But the Government always intended Help to Buy mortgage guarantee to act as a stimulus, not a long-term solution. From the beginning, it had an end date - 31 December 2016. The idea was to encourage big banks to start lending again.

So far, the record of Help to Buy has been pretty good. A first-time buyer in 2013 with a 5 per cent deposit had 56 mortgage products to choose from - not much when you consider some of those products would have been ridiculously expensive or would come with many strings attached. By 2016, according to Moneyfacts, first-time buyers had 271 products to choose from, nearly a five-fold increase

Over the same period, financial regulators have introduced much tougher mortgage affordability rules. First-time buyers can be expected to be interrogated about their income, their little luxuries and how they would cope if interest rates rose (contrary to our expectations in 2013, the Bank of England base rate has actually fallen). 

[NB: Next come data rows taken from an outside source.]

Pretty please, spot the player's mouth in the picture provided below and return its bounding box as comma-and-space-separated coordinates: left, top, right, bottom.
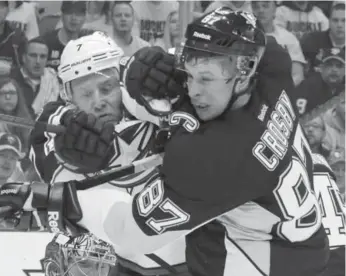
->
192, 103, 209, 110
99, 113, 120, 123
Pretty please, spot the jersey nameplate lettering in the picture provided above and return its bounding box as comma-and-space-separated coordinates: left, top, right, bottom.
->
252, 91, 296, 171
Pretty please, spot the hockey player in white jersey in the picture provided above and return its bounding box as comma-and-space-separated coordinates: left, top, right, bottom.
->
26, 32, 185, 275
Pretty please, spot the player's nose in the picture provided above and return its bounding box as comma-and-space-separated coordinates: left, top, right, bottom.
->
188, 82, 203, 98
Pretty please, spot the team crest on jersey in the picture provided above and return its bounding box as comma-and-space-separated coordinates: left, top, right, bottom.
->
240, 11, 257, 28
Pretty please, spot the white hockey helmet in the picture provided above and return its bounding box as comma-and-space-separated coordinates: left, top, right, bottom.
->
58, 31, 124, 101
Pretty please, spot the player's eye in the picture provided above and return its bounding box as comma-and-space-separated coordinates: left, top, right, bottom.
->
82, 90, 93, 98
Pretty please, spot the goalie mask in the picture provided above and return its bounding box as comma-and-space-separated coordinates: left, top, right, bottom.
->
44, 234, 116, 276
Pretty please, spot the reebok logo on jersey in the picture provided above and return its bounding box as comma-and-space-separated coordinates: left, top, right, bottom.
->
257, 104, 268, 122
0, 189, 18, 195
48, 211, 60, 233
193, 32, 211, 40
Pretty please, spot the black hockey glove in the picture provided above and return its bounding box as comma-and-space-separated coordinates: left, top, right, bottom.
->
0, 182, 85, 235
121, 46, 187, 116
55, 110, 115, 173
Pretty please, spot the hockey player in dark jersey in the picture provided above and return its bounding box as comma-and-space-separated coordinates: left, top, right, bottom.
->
31, 32, 186, 276
0, 8, 329, 276
312, 154, 346, 276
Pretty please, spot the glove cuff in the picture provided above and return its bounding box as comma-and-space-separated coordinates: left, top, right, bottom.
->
31, 182, 50, 209
47, 182, 85, 236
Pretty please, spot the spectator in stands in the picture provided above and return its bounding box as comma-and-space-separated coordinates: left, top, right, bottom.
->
300, 2, 345, 73
251, 1, 305, 85
0, 76, 31, 152
83, 1, 111, 35
154, 11, 179, 51
329, 149, 345, 197
303, 116, 335, 159
42, 1, 90, 69
275, 1, 329, 39
11, 37, 59, 117
0, 132, 24, 186
0, 1, 25, 75
291, 48, 345, 115
324, 99, 345, 148
111, 1, 150, 56
204, 0, 252, 13
6, 1, 40, 40
131, 1, 179, 45
56, 1, 112, 35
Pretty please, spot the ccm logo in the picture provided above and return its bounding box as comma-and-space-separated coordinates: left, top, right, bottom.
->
193, 32, 211, 40
48, 211, 60, 233
0, 189, 18, 195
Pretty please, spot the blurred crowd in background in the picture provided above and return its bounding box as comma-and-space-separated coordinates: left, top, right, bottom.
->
0, 1, 345, 197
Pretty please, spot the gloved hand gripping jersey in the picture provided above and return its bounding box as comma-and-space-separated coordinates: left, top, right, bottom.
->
54, 109, 115, 173
120, 46, 187, 116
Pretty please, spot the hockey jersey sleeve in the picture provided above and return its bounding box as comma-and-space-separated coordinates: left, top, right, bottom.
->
78, 114, 272, 253
312, 154, 346, 248
30, 101, 71, 183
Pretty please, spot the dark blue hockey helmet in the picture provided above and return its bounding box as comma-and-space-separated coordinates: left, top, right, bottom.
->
175, 7, 266, 80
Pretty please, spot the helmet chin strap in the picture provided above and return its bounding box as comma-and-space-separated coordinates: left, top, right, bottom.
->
225, 77, 252, 112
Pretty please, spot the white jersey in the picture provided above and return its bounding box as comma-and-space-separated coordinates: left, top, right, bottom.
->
31, 103, 185, 275
312, 154, 346, 249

A criticism that still rings true, however, is that the mortgage guarantee scheme only helps boost demand for properties, while doing nothing about the lack of housing supply. Unlike its sister scheme, the Help to Buy equity loan scheme, there is no incentive for property companies to build more homes. According to FullFact, there were just 112,000 homes being built in England and Wales in 2010. By 2015, that had increased, but only to a mere 149,000.

This lack of supply helps to prop up house prices - one of the factors making it so difficult to get on the housing ladder in the first place. In July, the average house price in England was £233,000. This means a first-time buyer with a 5 per cent deposit of £11,650 would still need to be earning nearly £50,000 to meet most mortgage affordability criteria. In other words, the Help to Buy mortgage guarantee is targeted squarely at the middle class.

The Government plans to maintain the Help to Buy equity loan scheme, which is restricted to new builds, and the Help to Buy ISA, which rewards savers at a time of low interest rates. As for Help to Buy mortgage guarantee, the scheme may be dead, but so long as high street banks are offering 95 per cent mortgages, its effects are still with us.